Two sailors, looking very much the worse for wear, staggered in off the street and sat down. I knew one of them slightly and asked what he’d been up to. He leered triumphantly and slapped the back of his neck several times; a Lower Deck piece of mime representing sexual congress. The surrounding officers glared at him like figures in an H M Bateman cartoon. He suddenly realised where he was and, blushing furiously, mumbled an apology.

Tom hadn’t surfaced for breakfast but as I was on my way upstairs to pack, the Lieutenant who had complained about his breakfast called me over. I felt very worried for a moment, believing that perhaps after all Felix’s joke had some basis in reality, but it was all right.

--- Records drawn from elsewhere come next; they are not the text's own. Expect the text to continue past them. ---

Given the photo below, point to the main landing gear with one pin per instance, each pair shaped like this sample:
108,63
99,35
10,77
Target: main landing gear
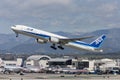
54,47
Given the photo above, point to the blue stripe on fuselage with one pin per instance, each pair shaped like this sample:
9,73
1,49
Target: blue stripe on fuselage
82,43
46,36
36,34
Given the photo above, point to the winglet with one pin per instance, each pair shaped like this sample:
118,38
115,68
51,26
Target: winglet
96,43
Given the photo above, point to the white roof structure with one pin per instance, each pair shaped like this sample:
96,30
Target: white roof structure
58,60
39,57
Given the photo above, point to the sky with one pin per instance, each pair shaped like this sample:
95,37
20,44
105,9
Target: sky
60,15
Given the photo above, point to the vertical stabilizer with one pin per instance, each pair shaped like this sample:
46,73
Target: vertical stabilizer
96,43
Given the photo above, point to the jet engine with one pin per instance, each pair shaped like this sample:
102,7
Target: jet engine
54,40
41,41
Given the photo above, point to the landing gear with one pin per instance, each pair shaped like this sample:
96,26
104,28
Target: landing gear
54,47
16,34
60,47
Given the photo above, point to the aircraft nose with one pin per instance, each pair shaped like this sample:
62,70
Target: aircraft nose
13,27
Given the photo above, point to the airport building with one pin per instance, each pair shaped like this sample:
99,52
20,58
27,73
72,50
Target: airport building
44,61
38,60
16,62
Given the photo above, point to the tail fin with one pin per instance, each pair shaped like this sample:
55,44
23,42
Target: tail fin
96,43
23,63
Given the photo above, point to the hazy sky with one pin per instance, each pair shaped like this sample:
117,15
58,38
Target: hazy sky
60,15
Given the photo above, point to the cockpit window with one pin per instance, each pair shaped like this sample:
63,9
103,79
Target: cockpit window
14,25
29,29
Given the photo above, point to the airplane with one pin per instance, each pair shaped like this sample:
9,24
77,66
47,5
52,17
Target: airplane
44,37
12,68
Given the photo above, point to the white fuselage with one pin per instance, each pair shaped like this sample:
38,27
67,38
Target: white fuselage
43,35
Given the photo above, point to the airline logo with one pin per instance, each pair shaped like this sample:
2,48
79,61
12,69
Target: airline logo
99,40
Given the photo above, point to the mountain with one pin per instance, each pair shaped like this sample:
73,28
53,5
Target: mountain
23,44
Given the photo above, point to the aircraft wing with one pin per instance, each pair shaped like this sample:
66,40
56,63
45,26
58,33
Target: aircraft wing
64,41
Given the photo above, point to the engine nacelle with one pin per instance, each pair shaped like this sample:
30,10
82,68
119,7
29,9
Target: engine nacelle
41,41
54,40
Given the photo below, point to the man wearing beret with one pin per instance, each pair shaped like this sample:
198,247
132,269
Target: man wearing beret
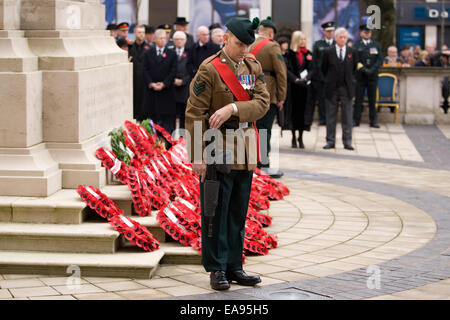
122,32
228,95
318,95
370,59
268,53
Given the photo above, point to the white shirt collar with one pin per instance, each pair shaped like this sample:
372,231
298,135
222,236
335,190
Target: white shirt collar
338,51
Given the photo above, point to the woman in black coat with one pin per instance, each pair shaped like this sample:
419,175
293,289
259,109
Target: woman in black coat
299,63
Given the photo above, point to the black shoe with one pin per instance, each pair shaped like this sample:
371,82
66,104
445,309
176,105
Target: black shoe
219,281
242,278
300,144
294,144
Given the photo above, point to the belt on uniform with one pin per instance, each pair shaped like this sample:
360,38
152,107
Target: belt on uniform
235,125
270,73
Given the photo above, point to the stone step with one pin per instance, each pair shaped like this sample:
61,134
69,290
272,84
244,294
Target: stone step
84,238
131,263
63,207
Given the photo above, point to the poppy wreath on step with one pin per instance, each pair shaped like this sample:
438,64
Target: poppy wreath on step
186,215
153,197
259,202
109,160
98,202
255,233
135,233
266,189
261,218
136,185
280,187
170,223
144,147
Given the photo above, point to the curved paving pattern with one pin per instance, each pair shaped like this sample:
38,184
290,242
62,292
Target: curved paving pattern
344,214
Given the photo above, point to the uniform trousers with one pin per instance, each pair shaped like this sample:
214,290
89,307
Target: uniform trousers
223,252
371,84
317,95
340,94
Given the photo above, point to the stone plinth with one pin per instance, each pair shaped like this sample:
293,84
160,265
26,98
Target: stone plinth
66,84
420,95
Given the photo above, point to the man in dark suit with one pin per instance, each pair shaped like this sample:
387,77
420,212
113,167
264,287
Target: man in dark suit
136,54
317,95
371,58
203,49
183,78
181,24
160,68
339,66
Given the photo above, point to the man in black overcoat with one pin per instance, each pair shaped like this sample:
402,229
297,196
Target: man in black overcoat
202,49
339,66
160,68
183,77
136,55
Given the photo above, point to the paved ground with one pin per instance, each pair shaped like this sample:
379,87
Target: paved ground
368,224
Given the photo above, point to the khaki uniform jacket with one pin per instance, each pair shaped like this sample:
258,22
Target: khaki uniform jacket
208,93
274,67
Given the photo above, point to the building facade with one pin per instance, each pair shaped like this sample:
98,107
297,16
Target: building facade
423,22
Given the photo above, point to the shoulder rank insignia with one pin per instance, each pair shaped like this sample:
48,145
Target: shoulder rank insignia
199,86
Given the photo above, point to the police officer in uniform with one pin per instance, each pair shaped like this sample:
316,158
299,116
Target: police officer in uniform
370,59
318,94
268,53
213,104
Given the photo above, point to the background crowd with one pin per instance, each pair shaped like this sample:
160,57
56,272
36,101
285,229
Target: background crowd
166,60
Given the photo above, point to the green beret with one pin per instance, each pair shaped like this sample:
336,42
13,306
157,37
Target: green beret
268,23
243,29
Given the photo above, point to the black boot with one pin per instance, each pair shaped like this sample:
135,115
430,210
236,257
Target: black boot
300,140
242,278
294,140
219,281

‘Would you pass it on to the chaps,’ he said, ‘not to get so drunk today. The point is they think you’re all naval officers so don’t let the side down. We want to get the most out of it of course and have a jolly good time and all that, but yesterday several people passed out and that’s really not on. So pass it on eh, there’s a good chap.’

I said I would, having no intention of doing so. I resented his assumption that, just because I’d been to a public school, I was prepared to act as prefect to his house master. In the hall, under the photograph of the Generalissimo, I wrote postcards to Edouard and Reggie and stuck smaller versions of the same image on each of them. I’ve always been puzzled that dictators,
or
come to that kings and presidents, choose to have their portrait on stamps to be licked with the tongues and banged into place with the fists of their subjects. It doesn’t do them any harm of course, but nor is it very respectful. I gave Franco a good double thumping.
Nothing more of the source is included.